Other methods attempt to fit surface models onto point clouds of 3D sensor data. Mpiperis et al. [30,31] used a neutral face with an average identity and deformed it to the appropriate expression/identity. A triangular 3D mesh is placed on the face and subdivided into sub-triangles to increase the density. First a set of landmarks is associated with vertices on the mesh, which remain unchanged during the fitting process. Fitting is done as an energy minimization problem that consists of terms describing opposing forces between the landmarks 11
and mesh points, the distance between the surface and the mesh, and a smoothness constraint, which is solved by setting partial derivatives to 0 and solved using SVD. Asymmetric Bilinear models are used for facial expression recognition in which models identity in one dimension and expression in another. 3D Facial shapes obtained through finding the difference between neutral and expressive faces in 3D can also be used to classify facial expressions [32].

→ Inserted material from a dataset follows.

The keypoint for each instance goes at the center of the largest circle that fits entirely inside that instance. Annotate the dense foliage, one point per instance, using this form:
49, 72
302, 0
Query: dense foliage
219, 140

Venkatesh et al. employed principal component analysis on 3D mesh datasets to attempt to classify facial expressions [10]. PCA is a popular mathematical technique that for allows the dimensions of the problem to be reduced, making it easier to solve. For the training set, 68 feature points, which have been known to effectively represent facial expressions, have been manually selected around the eyes, mouth and eyebrows. PCA is done on the x, y, and z locations of these feature points to determine eigenvalues that can be used to find matrix projections on a given matrix A. This method automatically extracts features after they are divided into bounding boxes using anthropomorphic properties. This method achieves the automatic selection of points; however it is very computationally expensive.